Family 3: Jacob and Elizabeth recently gave birth to their fourth child, Cade. He was born prematurely and was diagnosed with cerebral palsy. He will be in the NICU for two more weeks and then require weekly follow up appointments and extra nursing care at home. Their older children are 6, 4, and 2 years old. Elizabeth is a stay-at-home mom who homeschools. Jacob works from home three days a week and commutes to the office the other days. They live in the suburbs of a major city, and Cade's hospital is forty-five minutes away (he will have his follow up appointments at this hospital). Jacob and Emily attend church regularly and host a small group in their home on Sunday nights for young families. The group eats a meal together and has two teen babysitters who watch the kids in the playroom while the parents have their Bible study time together. Your pastor has asked you to organize support for them as Cade transitions home.  

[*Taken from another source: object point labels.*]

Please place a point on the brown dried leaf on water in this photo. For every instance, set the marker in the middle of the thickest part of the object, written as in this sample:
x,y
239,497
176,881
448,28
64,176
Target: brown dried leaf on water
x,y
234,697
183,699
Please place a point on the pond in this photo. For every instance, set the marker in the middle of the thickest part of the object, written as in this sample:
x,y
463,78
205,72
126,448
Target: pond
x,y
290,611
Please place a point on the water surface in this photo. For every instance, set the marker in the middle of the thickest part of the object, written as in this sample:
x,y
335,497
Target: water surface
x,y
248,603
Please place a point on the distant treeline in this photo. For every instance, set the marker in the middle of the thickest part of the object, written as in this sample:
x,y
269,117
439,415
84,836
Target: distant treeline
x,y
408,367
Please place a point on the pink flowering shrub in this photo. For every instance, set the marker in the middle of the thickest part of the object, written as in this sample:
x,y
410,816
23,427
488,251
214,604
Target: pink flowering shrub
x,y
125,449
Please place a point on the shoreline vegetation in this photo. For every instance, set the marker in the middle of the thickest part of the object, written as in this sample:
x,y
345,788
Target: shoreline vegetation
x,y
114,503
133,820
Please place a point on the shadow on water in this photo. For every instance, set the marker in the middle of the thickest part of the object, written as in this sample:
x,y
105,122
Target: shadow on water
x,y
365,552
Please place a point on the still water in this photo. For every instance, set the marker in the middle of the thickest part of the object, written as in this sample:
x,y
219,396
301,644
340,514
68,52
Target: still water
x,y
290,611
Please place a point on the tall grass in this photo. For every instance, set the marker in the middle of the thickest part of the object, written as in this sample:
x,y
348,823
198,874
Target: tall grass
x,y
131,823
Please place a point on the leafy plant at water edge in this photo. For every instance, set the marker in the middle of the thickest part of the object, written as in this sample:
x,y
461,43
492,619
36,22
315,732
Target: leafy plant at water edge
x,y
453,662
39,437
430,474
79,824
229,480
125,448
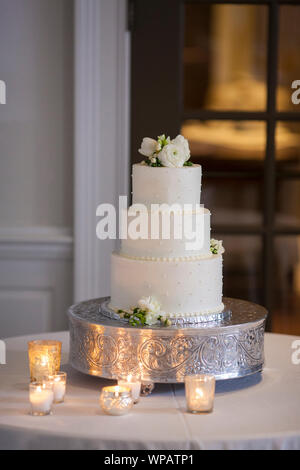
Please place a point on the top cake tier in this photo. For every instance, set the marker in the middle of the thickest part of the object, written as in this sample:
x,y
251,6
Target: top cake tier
x,y
162,185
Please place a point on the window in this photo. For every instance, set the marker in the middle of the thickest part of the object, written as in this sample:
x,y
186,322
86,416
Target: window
x,y
221,73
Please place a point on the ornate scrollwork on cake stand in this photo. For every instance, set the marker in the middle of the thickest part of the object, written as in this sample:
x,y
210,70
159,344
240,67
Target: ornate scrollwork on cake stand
x,y
107,347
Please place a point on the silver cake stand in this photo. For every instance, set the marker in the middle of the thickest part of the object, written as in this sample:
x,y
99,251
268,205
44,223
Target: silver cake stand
x,y
229,347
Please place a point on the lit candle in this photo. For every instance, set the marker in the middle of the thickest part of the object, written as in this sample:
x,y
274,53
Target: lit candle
x,y
134,385
44,359
116,401
58,382
41,398
200,392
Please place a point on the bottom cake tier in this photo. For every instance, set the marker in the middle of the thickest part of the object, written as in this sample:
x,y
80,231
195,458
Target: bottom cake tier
x,y
182,287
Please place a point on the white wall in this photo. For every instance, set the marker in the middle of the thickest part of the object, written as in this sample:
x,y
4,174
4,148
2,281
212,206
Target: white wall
x,y
102,47
36,165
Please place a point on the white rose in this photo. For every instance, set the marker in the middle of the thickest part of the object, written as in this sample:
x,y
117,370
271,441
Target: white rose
x,y
148,147
217,245
149,304
172,156
151,318
182,144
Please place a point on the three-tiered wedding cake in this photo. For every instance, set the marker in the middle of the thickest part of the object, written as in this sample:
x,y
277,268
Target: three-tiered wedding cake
x,y
156,277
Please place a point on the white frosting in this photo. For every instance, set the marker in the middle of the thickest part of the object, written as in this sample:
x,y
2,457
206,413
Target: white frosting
x,y
172,248
159,185
181,287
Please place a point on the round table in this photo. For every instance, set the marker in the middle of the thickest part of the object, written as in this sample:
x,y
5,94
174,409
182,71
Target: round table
x,y
257,412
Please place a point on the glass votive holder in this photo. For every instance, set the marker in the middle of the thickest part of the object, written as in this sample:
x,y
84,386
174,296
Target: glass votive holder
x,y
41,398
116,401
146,388
200,393
134,384
44,359
59,384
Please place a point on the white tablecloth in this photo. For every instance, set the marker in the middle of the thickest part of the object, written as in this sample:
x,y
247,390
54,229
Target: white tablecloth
x,y
258,412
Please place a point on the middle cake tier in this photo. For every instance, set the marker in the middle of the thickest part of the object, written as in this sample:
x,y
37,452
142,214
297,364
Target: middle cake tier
x,y
166,234
182,288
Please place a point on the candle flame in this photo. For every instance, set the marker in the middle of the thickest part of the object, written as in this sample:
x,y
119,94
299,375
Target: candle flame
x,y
199,393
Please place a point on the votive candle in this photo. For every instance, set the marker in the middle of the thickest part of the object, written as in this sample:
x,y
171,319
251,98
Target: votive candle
x,y
116,401
200,393
44,359
134,385
41,398
59,382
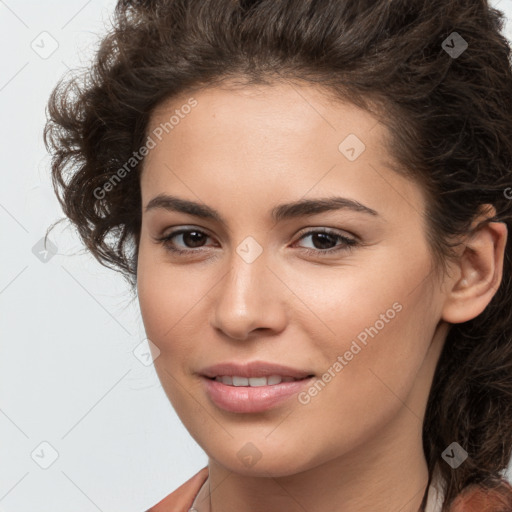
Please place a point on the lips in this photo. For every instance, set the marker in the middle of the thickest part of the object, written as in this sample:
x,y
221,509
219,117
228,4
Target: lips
x,y
254,369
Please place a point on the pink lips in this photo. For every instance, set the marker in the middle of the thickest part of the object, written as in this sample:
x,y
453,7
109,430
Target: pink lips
x,y
253,369
247,399
251,399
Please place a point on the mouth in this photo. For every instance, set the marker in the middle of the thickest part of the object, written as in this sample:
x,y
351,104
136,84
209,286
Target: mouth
x,y
239,381
252,395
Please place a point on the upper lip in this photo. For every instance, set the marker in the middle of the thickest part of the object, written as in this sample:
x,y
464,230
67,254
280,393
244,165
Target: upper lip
x,y
253,369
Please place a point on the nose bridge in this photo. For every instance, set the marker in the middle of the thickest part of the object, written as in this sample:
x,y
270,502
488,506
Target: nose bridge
x,y
247,298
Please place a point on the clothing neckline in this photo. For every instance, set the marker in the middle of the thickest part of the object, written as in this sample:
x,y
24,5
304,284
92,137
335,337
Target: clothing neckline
x,y
434,503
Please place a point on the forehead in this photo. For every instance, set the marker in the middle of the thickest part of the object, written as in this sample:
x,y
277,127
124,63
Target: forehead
x,y
259,143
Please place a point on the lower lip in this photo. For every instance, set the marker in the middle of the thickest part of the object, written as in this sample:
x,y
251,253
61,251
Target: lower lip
x,y
251,399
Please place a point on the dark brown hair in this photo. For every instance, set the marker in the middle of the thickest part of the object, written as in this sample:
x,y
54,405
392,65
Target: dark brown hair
x,y
448,109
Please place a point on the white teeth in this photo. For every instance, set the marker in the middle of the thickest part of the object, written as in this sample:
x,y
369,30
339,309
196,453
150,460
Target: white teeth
x,y
240,381
234,380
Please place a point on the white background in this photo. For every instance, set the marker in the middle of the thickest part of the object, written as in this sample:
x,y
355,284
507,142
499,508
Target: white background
x,y
68,376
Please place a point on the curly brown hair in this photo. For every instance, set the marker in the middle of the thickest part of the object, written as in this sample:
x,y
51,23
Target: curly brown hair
x,y
437,73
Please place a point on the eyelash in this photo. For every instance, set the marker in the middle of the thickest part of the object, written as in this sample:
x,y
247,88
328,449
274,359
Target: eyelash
x,y
347,245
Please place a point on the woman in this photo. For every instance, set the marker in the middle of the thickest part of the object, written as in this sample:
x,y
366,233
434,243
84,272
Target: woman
x,y
311,200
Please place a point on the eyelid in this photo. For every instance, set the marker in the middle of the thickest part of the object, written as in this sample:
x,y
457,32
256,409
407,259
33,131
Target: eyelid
x,y
348,242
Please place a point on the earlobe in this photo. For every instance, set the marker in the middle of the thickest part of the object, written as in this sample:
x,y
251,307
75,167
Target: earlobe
x,y
480,273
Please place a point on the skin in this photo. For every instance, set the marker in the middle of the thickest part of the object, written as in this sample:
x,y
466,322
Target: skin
x,y
357,443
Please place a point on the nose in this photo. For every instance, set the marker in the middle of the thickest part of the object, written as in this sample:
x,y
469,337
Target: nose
x,y
249,298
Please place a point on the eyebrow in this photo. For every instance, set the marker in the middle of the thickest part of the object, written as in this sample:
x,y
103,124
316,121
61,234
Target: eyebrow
x,y
301,208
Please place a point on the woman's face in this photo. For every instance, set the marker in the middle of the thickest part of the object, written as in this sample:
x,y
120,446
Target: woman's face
x,y
362,316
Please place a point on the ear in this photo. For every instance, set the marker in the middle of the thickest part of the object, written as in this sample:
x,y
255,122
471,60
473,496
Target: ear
x,y
479,270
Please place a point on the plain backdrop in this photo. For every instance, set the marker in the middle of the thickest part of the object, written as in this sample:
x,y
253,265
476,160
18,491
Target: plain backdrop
x,y
84,422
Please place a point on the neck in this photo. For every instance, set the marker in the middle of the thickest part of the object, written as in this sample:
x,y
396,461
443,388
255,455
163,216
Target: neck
x,y
387,472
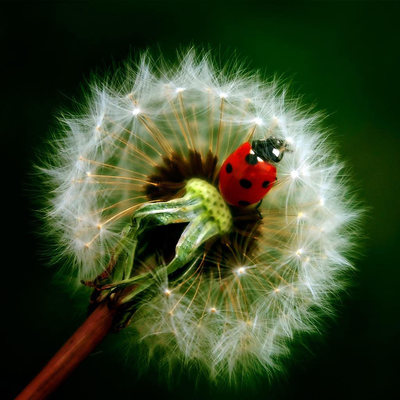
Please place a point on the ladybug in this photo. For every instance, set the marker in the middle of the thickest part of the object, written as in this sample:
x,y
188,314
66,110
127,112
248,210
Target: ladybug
x,y
247,175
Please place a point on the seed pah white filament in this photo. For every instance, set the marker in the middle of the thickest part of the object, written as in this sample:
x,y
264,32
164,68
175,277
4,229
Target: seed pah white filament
x,y
238,296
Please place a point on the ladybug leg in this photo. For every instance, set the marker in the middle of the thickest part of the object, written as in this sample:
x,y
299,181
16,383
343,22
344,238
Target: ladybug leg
x,y
257,208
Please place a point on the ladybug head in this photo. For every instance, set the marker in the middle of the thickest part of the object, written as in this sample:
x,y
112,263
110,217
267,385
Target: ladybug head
x,y
270,149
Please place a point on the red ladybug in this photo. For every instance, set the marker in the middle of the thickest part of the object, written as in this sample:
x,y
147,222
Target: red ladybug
x,y
247,175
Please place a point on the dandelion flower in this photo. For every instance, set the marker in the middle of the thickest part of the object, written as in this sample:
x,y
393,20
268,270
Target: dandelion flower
x,y
137,211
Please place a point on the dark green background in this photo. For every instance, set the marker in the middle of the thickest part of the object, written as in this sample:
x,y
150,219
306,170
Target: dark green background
x,y
342,56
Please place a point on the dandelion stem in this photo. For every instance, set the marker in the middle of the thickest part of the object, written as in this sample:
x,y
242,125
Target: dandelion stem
x,y
74,351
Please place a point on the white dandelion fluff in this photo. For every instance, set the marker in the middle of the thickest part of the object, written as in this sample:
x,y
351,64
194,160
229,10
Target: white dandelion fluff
x,y
135,204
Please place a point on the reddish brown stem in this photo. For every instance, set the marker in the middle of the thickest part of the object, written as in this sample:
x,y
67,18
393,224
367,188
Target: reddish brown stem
x,y
74,351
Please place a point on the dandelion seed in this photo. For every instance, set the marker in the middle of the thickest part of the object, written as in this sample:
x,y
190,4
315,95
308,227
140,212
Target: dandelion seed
x,y
156,213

Here are the details from the assignment: they have to 

  1. ​​Describe the support system that currently exists for them at church 

  2. Create a family care plan that will meet their practical and spiritual needs 

  3. Include at least two resources you would recommend for the family. Can be books, podcasts, parachurch organizations that offer support, people to follow on social media they can relate to, or video resources

I hope that talking about family care plans and the biblical example of kindness that inspired the idea was helpful to you today! Caring for families is an important part of what we do as ministry leaders. In fact, at Disability and the Church, our conference that’s happening May 1-3 in Orlando, we have many sessions that would help you learn how to care for families in your church! Here are just some of the sessions: The Impact of Disabilities on Marriage - Joan & Jerry Borton, Dr. Todd & Kristin Evans, Rev. Dan & Rev. Dr. Stephanie Holmes, Faith and The Special Needs Single Father - John Felageller, Caring for Others from Your “Sweet Spots” - Lisa Jamieson, Addressing Mental Health Risks for Parent Caregivers - Kristin & Todd Evans, The 411 on Ministry to Special Needs Dads - Steve Chatman, and Siblings: The Forgotten Family Member - Tom Jones

You can find out more about Disability and the Church conference at keyministry.org/datc2024 

Thanks for spending part of your day with me! Before you move on to what’s next on your to do list, take a minute to pray for the families in your church. Pray that they would feel supported by your church and the friends they have made there. Pray for the schedule and routine changes they will experience this month because of spring break and Easter. Pray for strength and pray for joy.